A pink taxi

A pink taxi

January 19, 2011

Another Cultural Paradigm



I have argued with my sister for months about the state of French literature. I went out of my way to demonstrate the opposite of her conviction: that French contemporary literature has turned stale in contrast to American literature. I only read in French this summer. I did make my demonstrations, based on those readings. On this blog, I wrote an open letter with all the proofs and facts that French literature remains dynamic and rich. I posted a few separate book reviews of French novels.



What I hadn't done was read American literature! When I did start "Freedom" by Jonathan Franzen, and got sucked in and then became passionate and obsessed, I discovered what she had been talking about all along.



I went on a reading rampage: Freedom, The Discomfort Zone, The Corrections all by Franzen with a short, transient and brief encounter with David Foster Wallace (The Broomstick of the System). Then, I prompted myself to a sudden halt. Enough overindulgence! I did secure "Twenty Seventh City" by Franzen but laid it on my side table with Dostoevsky and the French novels that have been lingering  in  literary pergatory, as I devoured one Franzen at a time.





I then remembered the abandoned French novels, took a deep addict's breath and attempted a substitute. A thin French novel, "A Frozen Woman" by Annie Ernaux, an author who has received praise from LeMonde, and whose other books I had read this summer.



Annie Ernaux is born in 1940, nineteen years before Jonathan Franzen. Two decades make a great difference for me, as decades in the twentieth century are so dense with events that they seems longer than in other centuries. Franzen writes about a world I can relate to and recognize because it is the USA from the 1960s onwards. Ernaux, when she recollects, writes about a world I can only imagine for having studied the history of France. The French dwell on the post war years, the ones they call the "Glorious Thirty Years". We are taken to a world that the Americans today aspire to create. A world of organic vegetables, fine cuisine, erudite learning,in a slow paced, refined village. A mechanized version of Proust's In Search of Lost Time.

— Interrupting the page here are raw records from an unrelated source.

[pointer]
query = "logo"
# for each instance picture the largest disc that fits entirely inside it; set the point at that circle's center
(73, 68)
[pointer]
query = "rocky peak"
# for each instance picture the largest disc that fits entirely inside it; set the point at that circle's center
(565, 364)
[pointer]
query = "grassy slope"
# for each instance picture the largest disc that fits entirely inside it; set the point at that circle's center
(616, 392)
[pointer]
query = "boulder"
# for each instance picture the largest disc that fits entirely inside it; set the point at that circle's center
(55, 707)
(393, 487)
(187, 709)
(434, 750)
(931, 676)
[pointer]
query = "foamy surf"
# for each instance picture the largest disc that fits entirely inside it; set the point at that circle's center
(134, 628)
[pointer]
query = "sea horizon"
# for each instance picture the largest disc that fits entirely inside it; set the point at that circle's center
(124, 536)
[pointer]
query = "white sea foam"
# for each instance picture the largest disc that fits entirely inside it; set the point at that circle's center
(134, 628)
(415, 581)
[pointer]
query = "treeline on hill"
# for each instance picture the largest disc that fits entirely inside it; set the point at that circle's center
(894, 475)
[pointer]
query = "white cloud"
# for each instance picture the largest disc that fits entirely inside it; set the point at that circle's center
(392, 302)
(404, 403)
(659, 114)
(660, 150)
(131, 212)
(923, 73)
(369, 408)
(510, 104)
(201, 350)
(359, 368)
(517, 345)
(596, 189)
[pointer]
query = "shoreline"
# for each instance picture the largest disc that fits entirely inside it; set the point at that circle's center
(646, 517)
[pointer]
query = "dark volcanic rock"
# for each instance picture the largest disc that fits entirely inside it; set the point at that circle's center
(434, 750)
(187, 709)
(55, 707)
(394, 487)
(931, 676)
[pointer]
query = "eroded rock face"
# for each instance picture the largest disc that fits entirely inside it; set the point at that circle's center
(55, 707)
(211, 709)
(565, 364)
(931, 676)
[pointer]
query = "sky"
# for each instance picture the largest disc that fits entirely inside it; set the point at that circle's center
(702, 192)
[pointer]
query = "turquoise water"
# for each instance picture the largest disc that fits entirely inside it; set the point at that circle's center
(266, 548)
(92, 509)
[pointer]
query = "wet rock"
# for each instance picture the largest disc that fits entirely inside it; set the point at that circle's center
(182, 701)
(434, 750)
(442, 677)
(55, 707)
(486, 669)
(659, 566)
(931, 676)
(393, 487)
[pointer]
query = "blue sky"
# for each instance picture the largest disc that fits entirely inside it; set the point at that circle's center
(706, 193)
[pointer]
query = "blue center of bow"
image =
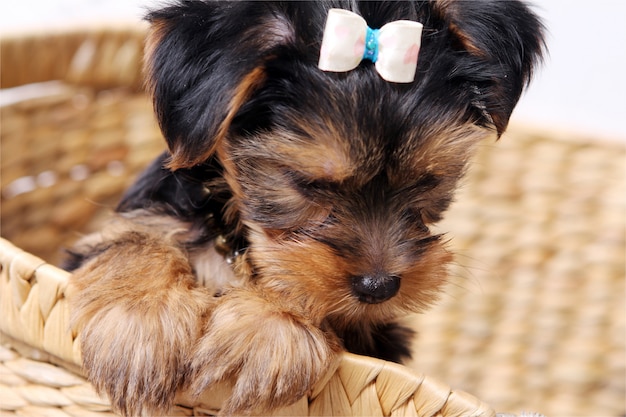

In fact, that is the tone of most French novelists: they are always looking behind. Nostalgia drips in each sentence, no matter how critical they are of their past. Ernaux may scorn her parents but the environment of her childhood is glorified. She dwells on the smells, the tastes and the still lives that shape the interiors of her past.



Ernaux's criticism is plain harsh. In contrast, no place for hard or bitter feelings in Franzen. Americans are generally more happy-go-lucky. No humor in French novels, unless the novel is intended for school children like "Le Petit Nicolas" which is hilarious. I am one of the few to find humor in Michel Houellbecq's works. His erotica is so prevalent and exaggerated that it actually becomes comical.



Dear sister, I do concede: Franzen rocks! No French contemporary writer has created a world that draws you in, the way his does. I am struggling with the cadence of this other French novel and am trying to travel from one cultural paradigm to another with minimized turbulence and attenuated cultural shock.



1 comment:

  1. So now the blogger is following a new reading calender:BF and AF.I have reached the 34th page in Freedom and I am saying enough is enough:I can not be tortured anymore,afterall I am neither her poor husband nor one of her children or siblings.The "Chinese Mom" has to be stopped on her heels,before a "Jasmine Revolution" takes place in her family.